Banyak analis politik
menempatkan gerakan politik Trump pada apa yang dikenal dengan sebutan
’landkap politik pascakebenaran’ (the post-truth political landscape). Pada
penampang dan suasana seperti ini, politik dibahasakan secara brutal sebagai
sumber energi serangan tidak terhormat terhadap kebenaran.

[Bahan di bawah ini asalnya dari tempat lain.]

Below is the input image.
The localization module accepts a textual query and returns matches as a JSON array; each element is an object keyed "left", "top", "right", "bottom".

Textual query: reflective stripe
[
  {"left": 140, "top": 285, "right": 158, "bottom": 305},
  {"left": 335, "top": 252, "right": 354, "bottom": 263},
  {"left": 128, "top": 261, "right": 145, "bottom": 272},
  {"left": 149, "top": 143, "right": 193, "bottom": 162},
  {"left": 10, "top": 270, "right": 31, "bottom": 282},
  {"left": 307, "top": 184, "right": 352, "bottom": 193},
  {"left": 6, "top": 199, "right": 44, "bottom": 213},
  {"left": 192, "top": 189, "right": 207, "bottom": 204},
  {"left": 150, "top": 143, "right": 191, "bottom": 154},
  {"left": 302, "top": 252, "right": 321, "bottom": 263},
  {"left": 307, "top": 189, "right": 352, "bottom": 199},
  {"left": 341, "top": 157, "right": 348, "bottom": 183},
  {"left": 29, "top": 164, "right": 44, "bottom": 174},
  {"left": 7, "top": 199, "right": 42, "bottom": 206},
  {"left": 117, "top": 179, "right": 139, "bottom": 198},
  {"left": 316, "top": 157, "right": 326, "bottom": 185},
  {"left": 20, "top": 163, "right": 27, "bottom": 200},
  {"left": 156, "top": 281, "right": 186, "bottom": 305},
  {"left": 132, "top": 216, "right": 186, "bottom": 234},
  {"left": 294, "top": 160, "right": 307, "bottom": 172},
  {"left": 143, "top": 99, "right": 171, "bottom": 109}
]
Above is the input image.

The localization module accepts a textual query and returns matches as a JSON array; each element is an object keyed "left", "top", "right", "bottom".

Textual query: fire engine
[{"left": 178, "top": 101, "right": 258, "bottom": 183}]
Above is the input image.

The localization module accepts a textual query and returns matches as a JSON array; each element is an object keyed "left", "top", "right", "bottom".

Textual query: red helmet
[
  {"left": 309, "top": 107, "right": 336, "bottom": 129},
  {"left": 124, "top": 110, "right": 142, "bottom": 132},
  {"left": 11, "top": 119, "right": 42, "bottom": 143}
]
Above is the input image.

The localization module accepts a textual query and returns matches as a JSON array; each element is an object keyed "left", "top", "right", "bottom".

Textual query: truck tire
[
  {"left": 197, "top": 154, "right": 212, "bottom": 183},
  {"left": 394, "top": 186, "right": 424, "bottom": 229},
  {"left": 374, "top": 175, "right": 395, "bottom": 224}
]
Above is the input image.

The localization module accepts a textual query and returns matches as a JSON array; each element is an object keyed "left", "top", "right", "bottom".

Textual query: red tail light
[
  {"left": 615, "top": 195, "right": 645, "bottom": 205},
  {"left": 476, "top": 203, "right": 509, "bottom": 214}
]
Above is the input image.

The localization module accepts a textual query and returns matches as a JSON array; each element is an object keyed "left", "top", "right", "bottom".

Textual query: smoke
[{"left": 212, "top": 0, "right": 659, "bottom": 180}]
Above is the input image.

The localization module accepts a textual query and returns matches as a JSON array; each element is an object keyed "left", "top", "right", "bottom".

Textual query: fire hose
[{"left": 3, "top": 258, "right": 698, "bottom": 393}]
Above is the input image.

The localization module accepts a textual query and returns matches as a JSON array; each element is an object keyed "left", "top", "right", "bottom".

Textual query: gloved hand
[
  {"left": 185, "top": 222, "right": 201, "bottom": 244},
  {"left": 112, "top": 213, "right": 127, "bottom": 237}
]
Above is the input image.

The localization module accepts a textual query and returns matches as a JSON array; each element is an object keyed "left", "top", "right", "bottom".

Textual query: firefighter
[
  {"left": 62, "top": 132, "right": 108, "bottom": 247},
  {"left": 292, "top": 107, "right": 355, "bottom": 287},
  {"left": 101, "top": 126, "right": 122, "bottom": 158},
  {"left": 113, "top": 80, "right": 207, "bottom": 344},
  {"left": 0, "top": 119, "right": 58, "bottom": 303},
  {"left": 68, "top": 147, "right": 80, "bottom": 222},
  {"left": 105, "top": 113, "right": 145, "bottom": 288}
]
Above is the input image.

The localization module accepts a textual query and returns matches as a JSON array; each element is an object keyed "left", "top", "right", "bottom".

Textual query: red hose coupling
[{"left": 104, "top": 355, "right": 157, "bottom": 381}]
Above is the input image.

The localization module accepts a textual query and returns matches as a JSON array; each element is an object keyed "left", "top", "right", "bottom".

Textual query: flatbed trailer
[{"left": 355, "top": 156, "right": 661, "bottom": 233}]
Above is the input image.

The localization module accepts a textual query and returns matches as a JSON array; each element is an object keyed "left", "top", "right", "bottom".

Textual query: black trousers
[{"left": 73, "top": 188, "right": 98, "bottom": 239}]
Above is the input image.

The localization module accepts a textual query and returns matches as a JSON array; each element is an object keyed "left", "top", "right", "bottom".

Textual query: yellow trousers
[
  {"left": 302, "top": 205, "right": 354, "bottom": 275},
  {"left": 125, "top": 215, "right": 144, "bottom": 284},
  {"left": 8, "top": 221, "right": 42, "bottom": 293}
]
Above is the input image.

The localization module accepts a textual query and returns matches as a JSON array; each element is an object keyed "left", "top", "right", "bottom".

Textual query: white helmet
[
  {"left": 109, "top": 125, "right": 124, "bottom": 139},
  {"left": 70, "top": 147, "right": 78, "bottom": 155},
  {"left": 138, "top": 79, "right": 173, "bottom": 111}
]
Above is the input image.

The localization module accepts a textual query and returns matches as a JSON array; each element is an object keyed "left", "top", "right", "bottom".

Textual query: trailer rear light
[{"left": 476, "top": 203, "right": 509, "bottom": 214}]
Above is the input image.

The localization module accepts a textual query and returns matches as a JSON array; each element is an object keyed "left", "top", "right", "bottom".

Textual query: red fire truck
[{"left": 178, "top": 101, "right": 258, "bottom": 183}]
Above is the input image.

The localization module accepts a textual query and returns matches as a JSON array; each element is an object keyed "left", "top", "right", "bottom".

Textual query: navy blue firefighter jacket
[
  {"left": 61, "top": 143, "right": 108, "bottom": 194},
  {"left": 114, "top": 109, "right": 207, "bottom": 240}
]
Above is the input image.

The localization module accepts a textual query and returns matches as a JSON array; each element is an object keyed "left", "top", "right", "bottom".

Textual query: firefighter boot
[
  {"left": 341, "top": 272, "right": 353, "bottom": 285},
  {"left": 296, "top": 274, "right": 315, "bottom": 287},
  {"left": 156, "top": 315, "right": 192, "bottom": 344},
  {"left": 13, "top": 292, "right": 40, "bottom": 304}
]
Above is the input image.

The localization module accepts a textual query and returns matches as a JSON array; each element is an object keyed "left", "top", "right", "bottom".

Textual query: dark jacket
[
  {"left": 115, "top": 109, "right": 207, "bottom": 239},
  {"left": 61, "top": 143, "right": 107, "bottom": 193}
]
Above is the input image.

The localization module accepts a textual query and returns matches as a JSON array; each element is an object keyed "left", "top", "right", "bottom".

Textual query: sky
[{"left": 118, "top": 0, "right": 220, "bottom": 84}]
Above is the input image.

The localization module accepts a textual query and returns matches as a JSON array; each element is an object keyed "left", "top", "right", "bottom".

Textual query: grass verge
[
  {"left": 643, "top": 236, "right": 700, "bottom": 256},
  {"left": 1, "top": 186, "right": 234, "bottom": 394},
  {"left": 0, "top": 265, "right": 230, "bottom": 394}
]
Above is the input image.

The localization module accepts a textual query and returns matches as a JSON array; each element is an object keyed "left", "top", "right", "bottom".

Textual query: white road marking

Eksploitasi masif
terhadap dua hal--’ketakutan-ketakutan massal’ di satu pihak--dan
’prasangka-prasangka sosial’ di pihak lain, menggelembungkan kompetisi
kekuasaan sebagai ajang pembantaian nilai-nilai kebenaran dan kebajikan dalam
politik.
Tubuh
politik
Kita berhadapan dengan
pertanyaan tentang bagaimana model persaingan perebutan kekuasaan seperti ini
bisa bekerja dalam politik? Jawaban untuk pertanyaan ini niscaya dikembalikan
lagi pada kerangka pemahaman atas tubuh politik. Fondasi pengertian
memengaruhi cara berada kekuasaan seseorang (elite) atau paling tidak
mengendalikan arah pengelolaan kompetisi kekuasaan.
Jacques Ranciere (2001),
filsuf politik dari Prancis, ketika mengajukan 10 tesis politik, pada tesis
pertama (1) mendefinisikan dan mengunggulkan politik sebagai sebuah
(rangkaian) ’tindakan rasional’. Di sini, rasionalitas serentak juga
mengandaikan kukuhnya benteng ’moral-etik’ pada setiap jengkal perebutan
kekuasaan. Tidak boleh ada pengingkaran terhadap aspek ’kepatutan’ pada
setiap ucapan dan tindakan, pidato dan kampanye politik.
Ranciere, di garis
pandangan ini, berusaha menempatkan politik pada titik pemahaman berbeda dari
kekuasaan. Politik tidak sekadar ’medium’ merengkuh kedudukan dan jabatan
publik. Politik adalah sebuah proses penalaran yang berusaha mencocokkan apa
yang ada pada kenyataan dan bangunan pengetahuan kekuasaan.
Tubuh politik akan
’remuk’ketika hasutan dan khayalan dalam konteks geliat politik Prabowo
dikemukakan’ secara membabi buta sebagai alat penekan kebebasan politik. Di
titik ini, pratana-pranata demokrasi dijauhkan dari politik.
Kebohongan
yang dipersenjatai
Di tarik ke masa kini,
kita dapat membaca bagaimana sekujur tubuh politik, pada banyak level dan
cakupan, sedang tersekap dalam kerangkeng reproduksi kebohongan. Bahkan,
kecenderungan ini sudah melampaui jangkauan teoretis politik ’era
pascakebenaran’. Salah satu sebab utama dari suasana ini barangkali senada
pada apa yang disebut Daniel J Levitin (2016) untuk judul bukunya
kebohongan-kebohongan yang dipesenjatai’ (Weaponized Lies).
Kebohongan dipersenjatai
dengan intimidasi, mengaduk-aduk konservatisme religius, dan menggandakan
ketidakpatuhan sosial pada semua tingkatan hubungan sosial dan politik.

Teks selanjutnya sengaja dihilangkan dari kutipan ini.